Do you know what this is? It’s a curse. I can feel it. It’s invisible but it’s there. It’s always there. It comes onto us like nighttime. Every day I can feel it. Every day I can see it coming. And it always comes. Repeats itself. It comes even when you do everything to stop it from coming. Even when you try to change it. And it goes back. Deep. It goes back and back to tiny little cells and genes. To atoms. To tiny little swimming things making up their minds without us. Plotting in the womb. Before that even. In the air. We’re surrounded with it. It’s bigger than government even. It goes forward too. We spread it. We pass it on. We inherit it and pass it down, and then pass it down again. It goes on and on like that without us.
I remember now. I was in hock. I was in hock up to my elbows. See, I always figured on the future.

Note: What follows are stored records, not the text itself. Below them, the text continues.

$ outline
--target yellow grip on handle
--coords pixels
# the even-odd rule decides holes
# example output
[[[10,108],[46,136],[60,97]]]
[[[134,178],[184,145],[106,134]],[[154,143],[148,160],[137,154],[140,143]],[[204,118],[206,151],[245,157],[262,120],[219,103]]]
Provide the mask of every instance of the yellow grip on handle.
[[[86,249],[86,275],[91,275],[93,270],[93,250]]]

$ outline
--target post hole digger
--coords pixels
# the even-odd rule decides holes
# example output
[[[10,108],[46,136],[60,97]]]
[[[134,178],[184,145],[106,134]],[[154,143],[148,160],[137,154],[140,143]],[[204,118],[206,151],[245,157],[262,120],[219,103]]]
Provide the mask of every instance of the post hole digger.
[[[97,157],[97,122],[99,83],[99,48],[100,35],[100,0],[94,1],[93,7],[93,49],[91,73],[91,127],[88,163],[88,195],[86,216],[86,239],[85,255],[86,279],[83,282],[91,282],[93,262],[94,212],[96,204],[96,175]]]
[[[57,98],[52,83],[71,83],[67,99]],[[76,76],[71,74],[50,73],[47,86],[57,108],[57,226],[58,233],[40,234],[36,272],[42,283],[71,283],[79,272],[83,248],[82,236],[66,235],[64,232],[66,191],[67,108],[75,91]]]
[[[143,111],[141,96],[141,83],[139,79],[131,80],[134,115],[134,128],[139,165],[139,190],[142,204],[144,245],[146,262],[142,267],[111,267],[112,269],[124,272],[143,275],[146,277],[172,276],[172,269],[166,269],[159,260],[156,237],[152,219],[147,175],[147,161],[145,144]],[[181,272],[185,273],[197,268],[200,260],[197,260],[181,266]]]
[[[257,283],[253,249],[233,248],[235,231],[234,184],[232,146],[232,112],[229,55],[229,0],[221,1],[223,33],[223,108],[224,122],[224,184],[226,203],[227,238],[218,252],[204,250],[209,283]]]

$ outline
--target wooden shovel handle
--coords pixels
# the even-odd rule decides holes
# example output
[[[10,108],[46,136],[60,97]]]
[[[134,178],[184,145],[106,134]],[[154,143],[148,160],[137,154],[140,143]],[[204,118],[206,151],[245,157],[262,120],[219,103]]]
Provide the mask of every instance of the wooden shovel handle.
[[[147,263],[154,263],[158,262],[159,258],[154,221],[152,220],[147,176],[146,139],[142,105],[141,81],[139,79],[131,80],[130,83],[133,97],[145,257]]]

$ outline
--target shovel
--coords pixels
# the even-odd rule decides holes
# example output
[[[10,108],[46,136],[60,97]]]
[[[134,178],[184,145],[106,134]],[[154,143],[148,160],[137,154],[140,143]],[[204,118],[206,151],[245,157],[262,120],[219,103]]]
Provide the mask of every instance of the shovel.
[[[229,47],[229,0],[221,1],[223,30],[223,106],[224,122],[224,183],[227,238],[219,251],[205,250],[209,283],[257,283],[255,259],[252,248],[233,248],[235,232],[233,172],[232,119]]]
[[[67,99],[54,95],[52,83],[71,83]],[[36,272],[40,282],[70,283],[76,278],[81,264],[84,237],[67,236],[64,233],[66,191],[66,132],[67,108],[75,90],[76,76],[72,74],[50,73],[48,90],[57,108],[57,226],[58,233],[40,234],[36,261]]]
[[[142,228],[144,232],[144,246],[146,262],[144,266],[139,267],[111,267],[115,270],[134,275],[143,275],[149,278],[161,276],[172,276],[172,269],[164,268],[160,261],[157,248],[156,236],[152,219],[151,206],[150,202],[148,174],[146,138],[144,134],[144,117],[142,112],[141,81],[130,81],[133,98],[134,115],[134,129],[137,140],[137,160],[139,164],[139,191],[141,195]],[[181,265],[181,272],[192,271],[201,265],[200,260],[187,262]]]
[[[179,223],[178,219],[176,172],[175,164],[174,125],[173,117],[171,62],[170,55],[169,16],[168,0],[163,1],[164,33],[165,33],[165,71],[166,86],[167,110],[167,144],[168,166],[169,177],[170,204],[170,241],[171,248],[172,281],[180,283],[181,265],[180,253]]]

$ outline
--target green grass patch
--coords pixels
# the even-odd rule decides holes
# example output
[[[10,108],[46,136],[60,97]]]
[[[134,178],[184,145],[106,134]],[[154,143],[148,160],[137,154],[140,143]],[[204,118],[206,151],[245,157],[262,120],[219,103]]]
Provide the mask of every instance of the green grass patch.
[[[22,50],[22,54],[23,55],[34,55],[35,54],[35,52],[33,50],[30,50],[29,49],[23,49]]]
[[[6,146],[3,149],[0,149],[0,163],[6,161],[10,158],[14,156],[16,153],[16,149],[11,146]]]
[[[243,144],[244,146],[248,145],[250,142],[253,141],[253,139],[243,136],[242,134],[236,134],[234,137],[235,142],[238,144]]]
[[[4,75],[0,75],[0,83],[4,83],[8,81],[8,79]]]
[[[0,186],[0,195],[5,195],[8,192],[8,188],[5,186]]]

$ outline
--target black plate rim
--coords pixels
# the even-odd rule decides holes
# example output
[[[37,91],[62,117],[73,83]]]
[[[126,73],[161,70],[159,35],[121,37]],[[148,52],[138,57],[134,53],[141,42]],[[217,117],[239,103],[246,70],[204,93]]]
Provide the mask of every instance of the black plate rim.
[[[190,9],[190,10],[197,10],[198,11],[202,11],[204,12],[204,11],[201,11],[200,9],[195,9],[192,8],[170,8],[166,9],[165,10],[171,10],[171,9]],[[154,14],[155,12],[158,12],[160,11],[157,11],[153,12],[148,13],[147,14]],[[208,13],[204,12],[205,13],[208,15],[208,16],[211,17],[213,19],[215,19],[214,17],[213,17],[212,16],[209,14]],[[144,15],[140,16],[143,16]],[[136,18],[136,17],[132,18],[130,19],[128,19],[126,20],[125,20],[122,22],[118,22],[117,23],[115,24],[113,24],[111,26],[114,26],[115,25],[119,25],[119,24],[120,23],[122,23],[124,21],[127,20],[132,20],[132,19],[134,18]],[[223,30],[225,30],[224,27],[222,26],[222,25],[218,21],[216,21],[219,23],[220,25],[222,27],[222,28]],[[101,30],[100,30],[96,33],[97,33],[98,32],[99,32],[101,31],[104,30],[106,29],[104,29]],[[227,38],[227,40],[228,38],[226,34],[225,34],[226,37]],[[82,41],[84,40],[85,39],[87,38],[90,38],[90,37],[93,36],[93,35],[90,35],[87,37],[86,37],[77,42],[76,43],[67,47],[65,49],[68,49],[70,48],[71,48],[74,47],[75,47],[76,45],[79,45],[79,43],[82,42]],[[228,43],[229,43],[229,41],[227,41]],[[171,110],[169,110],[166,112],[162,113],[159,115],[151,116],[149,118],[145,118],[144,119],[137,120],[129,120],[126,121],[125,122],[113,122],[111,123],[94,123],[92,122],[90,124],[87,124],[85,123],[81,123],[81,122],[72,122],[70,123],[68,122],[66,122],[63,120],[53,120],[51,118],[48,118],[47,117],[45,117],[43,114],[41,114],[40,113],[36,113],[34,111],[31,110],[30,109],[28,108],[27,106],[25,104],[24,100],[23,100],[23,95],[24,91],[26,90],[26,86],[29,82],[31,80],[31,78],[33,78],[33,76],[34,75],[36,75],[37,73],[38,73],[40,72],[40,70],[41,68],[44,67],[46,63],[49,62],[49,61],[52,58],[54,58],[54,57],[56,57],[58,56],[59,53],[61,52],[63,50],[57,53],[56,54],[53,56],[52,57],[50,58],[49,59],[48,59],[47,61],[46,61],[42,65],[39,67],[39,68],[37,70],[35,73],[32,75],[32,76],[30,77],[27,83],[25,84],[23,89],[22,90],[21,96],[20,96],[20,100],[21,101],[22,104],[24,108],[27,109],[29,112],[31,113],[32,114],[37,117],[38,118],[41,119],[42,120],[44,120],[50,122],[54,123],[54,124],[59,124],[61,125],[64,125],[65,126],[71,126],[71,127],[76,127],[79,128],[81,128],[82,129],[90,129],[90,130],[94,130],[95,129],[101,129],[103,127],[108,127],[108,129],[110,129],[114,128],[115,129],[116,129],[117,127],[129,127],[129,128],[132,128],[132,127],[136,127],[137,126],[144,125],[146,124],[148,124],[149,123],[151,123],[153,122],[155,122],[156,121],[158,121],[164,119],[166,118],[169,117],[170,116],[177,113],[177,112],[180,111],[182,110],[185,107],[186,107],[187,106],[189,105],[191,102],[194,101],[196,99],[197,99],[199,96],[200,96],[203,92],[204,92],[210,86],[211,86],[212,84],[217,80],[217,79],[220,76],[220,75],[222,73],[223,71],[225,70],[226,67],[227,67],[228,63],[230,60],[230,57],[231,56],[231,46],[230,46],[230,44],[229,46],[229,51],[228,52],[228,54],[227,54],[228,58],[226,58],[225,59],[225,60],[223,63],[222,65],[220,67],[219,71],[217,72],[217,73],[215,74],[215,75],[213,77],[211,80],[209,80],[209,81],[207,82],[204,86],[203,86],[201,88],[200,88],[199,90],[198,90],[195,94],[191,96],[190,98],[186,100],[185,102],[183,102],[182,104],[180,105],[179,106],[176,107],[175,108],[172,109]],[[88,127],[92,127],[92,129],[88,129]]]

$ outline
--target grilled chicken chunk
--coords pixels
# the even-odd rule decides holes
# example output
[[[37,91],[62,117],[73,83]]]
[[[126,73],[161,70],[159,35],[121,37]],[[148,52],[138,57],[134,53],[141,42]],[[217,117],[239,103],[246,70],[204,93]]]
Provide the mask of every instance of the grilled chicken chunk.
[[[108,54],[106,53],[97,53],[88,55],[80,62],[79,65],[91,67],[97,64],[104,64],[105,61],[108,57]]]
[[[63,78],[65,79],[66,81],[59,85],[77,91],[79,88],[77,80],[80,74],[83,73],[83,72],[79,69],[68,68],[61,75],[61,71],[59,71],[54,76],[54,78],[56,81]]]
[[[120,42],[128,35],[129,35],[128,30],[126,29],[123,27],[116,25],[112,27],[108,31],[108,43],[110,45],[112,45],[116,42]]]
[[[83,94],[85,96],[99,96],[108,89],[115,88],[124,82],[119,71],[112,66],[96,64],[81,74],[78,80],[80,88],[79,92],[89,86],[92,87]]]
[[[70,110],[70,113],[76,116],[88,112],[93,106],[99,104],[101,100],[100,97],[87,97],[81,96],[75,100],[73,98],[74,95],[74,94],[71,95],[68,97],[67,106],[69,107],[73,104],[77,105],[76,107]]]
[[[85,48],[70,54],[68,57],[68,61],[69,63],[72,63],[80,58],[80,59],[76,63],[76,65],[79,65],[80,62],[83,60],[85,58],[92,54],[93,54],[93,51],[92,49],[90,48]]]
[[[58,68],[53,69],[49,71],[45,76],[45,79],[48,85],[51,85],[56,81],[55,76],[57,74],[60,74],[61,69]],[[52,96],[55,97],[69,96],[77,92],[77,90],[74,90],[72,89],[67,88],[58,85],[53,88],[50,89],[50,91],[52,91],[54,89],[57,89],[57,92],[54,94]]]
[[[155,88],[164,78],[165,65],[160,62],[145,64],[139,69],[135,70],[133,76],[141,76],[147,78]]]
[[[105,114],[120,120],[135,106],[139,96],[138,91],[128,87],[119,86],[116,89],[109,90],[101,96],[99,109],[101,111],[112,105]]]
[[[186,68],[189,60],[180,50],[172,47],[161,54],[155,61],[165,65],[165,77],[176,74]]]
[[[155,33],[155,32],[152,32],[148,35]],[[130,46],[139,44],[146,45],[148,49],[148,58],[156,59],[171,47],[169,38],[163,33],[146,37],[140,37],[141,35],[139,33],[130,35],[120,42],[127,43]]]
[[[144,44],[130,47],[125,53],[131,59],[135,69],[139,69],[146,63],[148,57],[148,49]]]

I banked on it. I was banking on it getting better. It couldn't get worse, so I figured it'd just get better. I figured that's why everyone wants you to buy things. Buy refrigerators. Buy cars, houses, lots, invest. They wouldn't be so generous if they didn't figure you had it comin' in. At some point it had to be comin' in. So I went along with it. Why not borrow if you know it's coming in. Why not make a touch here and there. They all want you to borrow anyhow. Banks, car lots, investors. The whole thing's geared to invisible money. You never hear the sound of change anymore. It's all plastic shuffling back and forth. It's all in everybody's heads. So I figured if that's the case, why not take advantage of it? Why not go in debt for a few grand if all it is is numbers? If it's all an idea and nothing's really there, why not take advantage? So I just went along with it, that's all. I just played ball.
from "Curse of the Starving Class", first performed in 1978.